Leur priorité est d’imposer l’austérité coûte que coûte:
L’aide sociale à l’enfance (ASE), est obsolète : des milliers d’enfants devraient être placés dans des familles d’accueil mais ne le sont pas, faute de moyens. Quant au suivi… Dans l’éducation nationale : 7.800 infirmiers pour 12 millions d'élèves, 1 infirmier pour 1.300 à 1.600 élèves en moyenne, 1/2.000 à Mayotte, il faudrait 15.000 postes pour atteindre 1 infirmier/500 élèves. 40% des élèves de 12 ans n'ont jamais eu de bilan infirmier. Depuis 2018, les médecins scolaires ont perdu 15% d'effectifs et 50% des postes sont non pourvus. +15% d'élèves avec troubles psychiatriques post-Covid. 3.330 psychologues étaient affectés au second degré, contre près de 4.700 au début des années 1980
Le service public est à l’os. C’est la catastrophe à l’hôpital, l’État a supprimé des postes et des lits, le manque de moyens humains est lourd de conséquences.
La grève des cheminots fait trembler les rails !
Mercredi 10 juin, les cheminots se soulèvent contre la mise en concurrence des trains régionaux ! Une première grève sous l’ère Castex, où les cheminots dénoncent un dumping social et la menace sur leurs conditions de travail. Les agents SNCF ont uni leurs voix pour défendre un service public de qualité, accessible à tous.
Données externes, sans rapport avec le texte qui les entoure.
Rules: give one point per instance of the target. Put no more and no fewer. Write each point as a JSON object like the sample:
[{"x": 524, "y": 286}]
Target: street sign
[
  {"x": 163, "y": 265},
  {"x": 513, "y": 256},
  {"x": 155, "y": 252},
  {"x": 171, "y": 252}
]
En écho à l’appel à la grève nationale les Accompagnants des élèves en situation de handicap (AESH) ont organisé un rassemblement, mardi 9 juin: un vrai statut de la fonction publique pour sortir de la précarité et reconnaître leur rôle essentiel auprès des élèves en situation de handicap, une revalorisation salariale correspondant à un emploi de catégorie B, plus de moyens humains. Dans la métallurgie appel à la nationalisation d’ArcelorMittal.
C’est le chemin à suivre
L’urgence étant de construire cette mobilisation nationale par la grève contre la guerre, défendons nos propres intérêts et revendiquons ce qui nous appartient. Imposons les nationalisations sans indemnité, sous le contrôle des travailleurs, confisquons les profits, battons-nous pour ce bien commun qu’est le service public. Ces sujets sont beaucoup plus importants que le casting des présidentielles 2027, en se préparant dès maintenant à affronter le gouvernement et le patronat en imposant un véritable rapport de force sur nos lieux d’études, de travail. Avançons vers de nouvelles conquêtes, vers une vie sans exploitation capitaliste, sans guerre impérialiste, sans crise économique dont les peuples sont toujours les victimes.
Oui, renversons le système capitaliste et ouvrons la voie vers une société socialiste.
(1) Actrice et réalisatrice française connue pour son combat contre les violences faites aux enfants, Andréa Bescond, a été arrêtée, placée en garde à vue lundi devant le ministère de la Justice à Paris lors d’un rassemblement non violent dénonçant les dysfonctionnements judiciaires.